Why Cooking Is One of the Most Worthwhile Things You Can Do
For Lévi-Strauss, cooking was a metaphor for the human transformation of raw nature into cooked culture. But in the years since the publication of The Raw and the Cooked, other anthropologists have begun to take quite literally the idea that the invention of cooking might hold the evolutionary key to our humanness. A few years ago, a Harvard anthropologist and primatologist named Richard Wrangham published a fascinating book called Catching Fire, in which he argued that it was the discovery of cooking by our early ancestors—and not tool making or meat eating or language—that set us apart from the apes and made us human. According to the "cooking hypothesis," the advent of cooked food altered the course of human evolution. By providing our forebears with a more energy-dense and easy-to-digest diet, it allowed our brains to grow bigger (brains being notorious energy guzzlers) and our guts to shrink.

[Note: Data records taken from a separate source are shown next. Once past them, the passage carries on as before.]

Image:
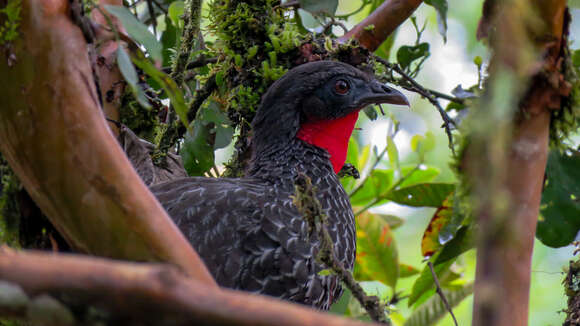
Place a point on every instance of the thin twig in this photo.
(393, 187)
(309, 206)
(441, 294)
(152, 16)
(361, 184)
(190, 31)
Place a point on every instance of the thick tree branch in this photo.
(54, 136)
(507, 157)
(150, 294)
(384, 20)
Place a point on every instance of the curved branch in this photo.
(385, 19)
(151, 294)
(54, 136)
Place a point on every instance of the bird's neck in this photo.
(317, 148)
(331, 135)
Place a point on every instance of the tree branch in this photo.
(508, 150)
(55, 138)
(385, 19)
(150, 294)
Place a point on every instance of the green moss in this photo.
(143, 121)
(10, 18)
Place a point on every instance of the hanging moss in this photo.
(143, 121)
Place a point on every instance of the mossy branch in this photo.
(309, 206)
(192, 18)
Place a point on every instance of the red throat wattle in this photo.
(332, 135)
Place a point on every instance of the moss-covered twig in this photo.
(190, 31)
(441, 294)
(309, 206)
(412, 85)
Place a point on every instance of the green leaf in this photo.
(137, 31)
(169, 40)
(341, 306)
(407, 271)
(130, 74)
(393, 221)
(430, 242)
(441, 8)
(434, 309)
(175, 10)
(463, 241)
(376, 185)
(169, 86)
(560, 207)
(427, 194)
(352, 153)
(377, 256)
(407, 54)
(424, 174)
(393, 153)
(319, 6)
(425, 281)
(197, 151)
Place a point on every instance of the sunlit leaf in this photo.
(441, 8)
(376, 185)
(560, 209)
(377, 255)
(430, 242)
(168, 85)
(130, 74)
(175, 10)
(427, 194)
(434, 309)
(407, 270)
(137, 31)
(425, 281)
(319, 6)
(424, 174)
(197, 151)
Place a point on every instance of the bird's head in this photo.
(319, 103)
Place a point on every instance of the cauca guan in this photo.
(247, 230)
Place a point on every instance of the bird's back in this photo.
(252, 237)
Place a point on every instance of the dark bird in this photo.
(247, 230)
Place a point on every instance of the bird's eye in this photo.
(341, 87)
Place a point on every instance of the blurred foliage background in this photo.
(403, 157)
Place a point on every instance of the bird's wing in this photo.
(250, 236)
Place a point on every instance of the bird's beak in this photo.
(379, 93)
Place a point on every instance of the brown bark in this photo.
(150, 294)
(385, 19)
(516, 175)
(53, 135)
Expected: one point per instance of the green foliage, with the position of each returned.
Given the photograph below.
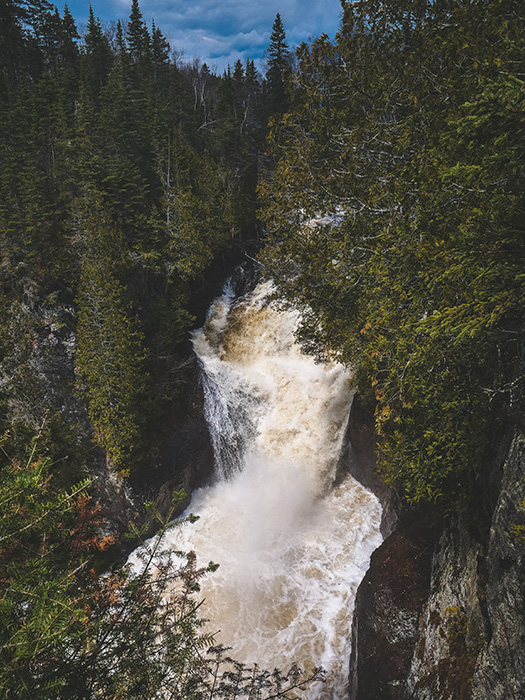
(110, 355)
(395, 221)
(69, 632)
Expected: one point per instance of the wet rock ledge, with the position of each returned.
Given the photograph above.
(440, 613)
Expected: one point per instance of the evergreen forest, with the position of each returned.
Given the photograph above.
(378, 177)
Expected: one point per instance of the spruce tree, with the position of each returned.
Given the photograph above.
(278, 73)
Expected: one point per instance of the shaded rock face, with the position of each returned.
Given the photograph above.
(388, 608)
(186, 461)
(441, 615)
(359, 459)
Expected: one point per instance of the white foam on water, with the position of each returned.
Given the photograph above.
(292, 539)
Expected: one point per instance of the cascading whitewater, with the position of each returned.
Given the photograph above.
(292, 537)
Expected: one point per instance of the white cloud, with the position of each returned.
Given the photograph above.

It seems that raw food takes much more time and energy to chew and digest, which is why other primates our size carry around substantially larger digestive tracts and spend many more of their waking hours chewing—as much as six hours a day.
Cooking, in effect, took part of the work of chewing and digestion and performed it for us outside of the body, using outside sources of energy. Also, since cooking detoxifies many potential sources of food, the new technology cracked open a treasure-trove of calories unavailable to other animals. Freed from the necessity of spending our days gathering large quantities of raw food and then chewing (and chewing) it, humans could now devote their time, and their metabolic resources, to other purposes, like creating a culture.
Cooking gave us not just the meal but also the occasion: the practice of eating together at an appointed time and place. This was something new under the sun, for the forager of raw food would have likely fed himself on the go and alone, like all the other animals. (Or, come to think of it, like the industrial eaters we've more recently become, grazing at gas stations and eating by ourselves whenever and wherever.) But sitting down to common meals, making eye contact, sharing food, and exercising self-restraint all served to civilize us. "Around that fire," Wrangham writes, "we became tamer."
Cooking thus transformed us, and not only by making us more sociable and civil. Once cooking allowed us to expand our cognitive capacity at the expense of our digestive capacity, there was no going back: Our big brains and tiny guts now depended on a diet of cooked food. (Raw-foodists take note.) What this means is that cooking is now obligatory—it is, as it were, baked in to our biology. What Winston Churchill once said of architecture—"First we shape our buildings, and then they shape us"—might also be said of cooking. First we cooked our food, and then our food cooked us.